Speaking at a White House event on Thursday, President Trump said, “There is something wrong, and we will not stop until we defeat the chronic disease epidemic,” standing beside Secretary Kennedy and other commission members.
The report identifies four main causes behind the rise in chronic disease among children: unhealthy diets, exposure to environmental chemicals, chronic stress and physical inactivity, and excessive medical treatment. It blames corporate influence and conflicts of interest in the food, chemical, and pharmaceutical industries for making these problems worse.
The report sets the stage for the MAHA Commission to propose a national strategy to address these health issues. The executive order states that a formal plan should be ready by mid-August.
Experts in public health say the idea that diet, pollution, and lifestyle are harming children is not new. Dr. James Perrin, a pediatrics professor at Harvard Medical School, said, “Many of us have been calling for attention to these issues for decades. This is a real American problem. Other countries are not seeing this to the same degree.”
However, critics say the report falls short when it comes to solutions. Dr. Philip Landrigan, a professor at Boston College, said, “They make a great diagnosis, but they have a very weak treatment plan.”
One major concern is that the report fails to fully address poverty, a key factor in children’s health. Dr. Carmen Marsit, an environmental health professor at Emory University, said the report notes that ultra-processed foods are cheaper but does not explain how rising poverty and income inequality are pushing more families to rely on unhealthy food.
The report also questions vaccine safety and suggests that links between vaccines and chronic disease have not been studied enough. Dr. Landrigan disagrees. “That is simply not true.

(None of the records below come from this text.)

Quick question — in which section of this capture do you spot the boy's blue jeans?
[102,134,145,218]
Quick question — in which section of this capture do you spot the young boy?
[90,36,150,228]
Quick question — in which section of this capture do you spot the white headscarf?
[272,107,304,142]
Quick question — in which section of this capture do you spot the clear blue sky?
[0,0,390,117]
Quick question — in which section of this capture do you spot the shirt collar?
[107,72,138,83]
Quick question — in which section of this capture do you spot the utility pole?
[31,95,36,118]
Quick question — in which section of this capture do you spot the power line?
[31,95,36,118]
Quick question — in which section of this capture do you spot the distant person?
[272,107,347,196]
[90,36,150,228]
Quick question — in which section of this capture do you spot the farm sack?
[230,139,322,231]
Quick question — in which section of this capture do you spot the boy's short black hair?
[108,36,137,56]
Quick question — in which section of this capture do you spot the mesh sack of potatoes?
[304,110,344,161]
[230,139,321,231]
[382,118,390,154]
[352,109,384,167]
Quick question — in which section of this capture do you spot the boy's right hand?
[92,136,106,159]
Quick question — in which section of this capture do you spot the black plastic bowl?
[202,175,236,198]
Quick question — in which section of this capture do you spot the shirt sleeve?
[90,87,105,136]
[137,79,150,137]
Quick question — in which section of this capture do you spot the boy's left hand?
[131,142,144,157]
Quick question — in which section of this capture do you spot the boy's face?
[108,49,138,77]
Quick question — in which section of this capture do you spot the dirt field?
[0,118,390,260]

There have been abundant studies,” he said.
Some critics point out that the administration’s actions conflict with the report’s message. For example, the report warns that toxic chemicals harm children’s health — an issue Dr. Sheela Sathyanarayana of the University of Washington says needs urgent attention. But at the same time, the Trump administration is cutting staff at key agencies and has closed a division at the EPA that focused on chemical safety.
“We need to move into a prevention model,” Sathyanarayana said. “But some of their actions actually undermine prevention.”

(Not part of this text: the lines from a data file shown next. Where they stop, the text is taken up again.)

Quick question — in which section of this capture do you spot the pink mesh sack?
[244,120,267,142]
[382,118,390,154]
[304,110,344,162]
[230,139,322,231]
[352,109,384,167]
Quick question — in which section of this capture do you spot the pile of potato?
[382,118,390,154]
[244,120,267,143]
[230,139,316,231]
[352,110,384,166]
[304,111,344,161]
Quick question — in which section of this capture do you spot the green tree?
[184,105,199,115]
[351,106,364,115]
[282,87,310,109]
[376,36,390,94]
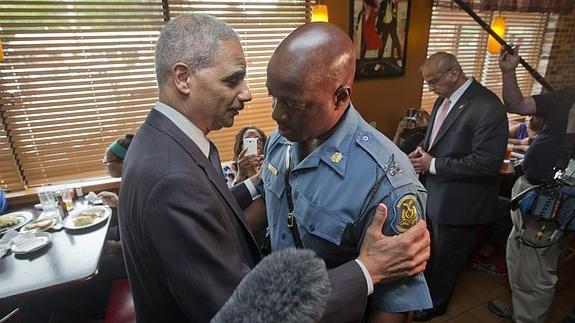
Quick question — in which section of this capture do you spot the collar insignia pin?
[331,151,343,163]
[384,155,401,176]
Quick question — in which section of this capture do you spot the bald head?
[268,22,355,86]
[266,23,355,145]
[422,52,461,76]
[421,52,467,98]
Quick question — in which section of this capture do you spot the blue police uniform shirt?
[258,104,432,312]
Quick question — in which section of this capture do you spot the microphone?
[211,248,331,323]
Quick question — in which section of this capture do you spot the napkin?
[12,232,46,252]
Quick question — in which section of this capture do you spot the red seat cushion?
[104,279,136,323]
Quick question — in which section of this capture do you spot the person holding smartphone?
[393,108,430,154]
[227,126,267,185]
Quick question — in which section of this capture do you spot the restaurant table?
[0,205,110,302]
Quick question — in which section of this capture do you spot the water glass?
[38,186,58,213]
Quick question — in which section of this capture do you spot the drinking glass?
[38,185,58,213]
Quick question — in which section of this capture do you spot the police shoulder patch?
[393,193,419,233]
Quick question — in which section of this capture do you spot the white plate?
[62,206,112,230]
[20,218,56,232]
[0,211,33,234]
[12,232,52,255]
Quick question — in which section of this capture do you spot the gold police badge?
[331,151,343,163]
[395,194,419,233]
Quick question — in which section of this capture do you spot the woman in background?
[226,127,267,187]
[393,109,430,154]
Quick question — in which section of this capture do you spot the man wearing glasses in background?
[409,52,508,321]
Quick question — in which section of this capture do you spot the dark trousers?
[425,220,479,313]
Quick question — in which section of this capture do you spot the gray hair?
[156,14,240,85]
[422,52,463,72]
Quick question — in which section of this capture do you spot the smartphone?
[244,138,258,156]
[405,108,417,126]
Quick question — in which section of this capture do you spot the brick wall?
[545,12,575,89]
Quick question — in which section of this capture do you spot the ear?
[172,63,194,95]
[335,85,351,109]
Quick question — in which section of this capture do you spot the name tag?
[268,163,278,175]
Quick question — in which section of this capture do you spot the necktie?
[208,141,224,182]
[429,98,451,147]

Secretary Kennedy has led efforts to reduce staff at the Department of Health and Human Services, cut funding at the Centers for Disease Control and Prevention, and cancel billions of dollars in grants from the National Institutes of Health. These cuts threaten the same research and data the report depends on.
Dr. William Dietz, a childhood obesity expert at George Washington University, said the report is right to focus on the dangers of ultra-processed food. But he warned that the report oversimplifies the issue, since not all processed foods are equally harmful. He also fears that cuts to the CDC could make it harder to track progress in fighting childhood obesity.
“I’m really concerned the scalpel that’s been taken to CDC in general threatens the ability to monitor health. We need that data to measure progress,” he said.
Near the end, the report outlines several possible solutions. These include asking the NIH to fund new research on whole-food diets and harmful food ingredients, urging the FDA to improve monitoring of drugs used by children, supporting new drug safety studies, and launching a national lifestyle medicine program.
But it remains unclear how these efforts will be funded or staffed.
Dr. Lauren Wisk of UCLA, who studies chronic illness in children, said the disease statistics in the report seem accurate. Still, she worries that Kennedy’s focus on simple fixes — like banning food dyes — avoids more difficult but necessary changes.
“This administration hasn’t shown much interest in social policies that address the real roots of pediatric disease,” she said. “They go after flashy targets, but if they want real results, they need broader, more effective strategies.”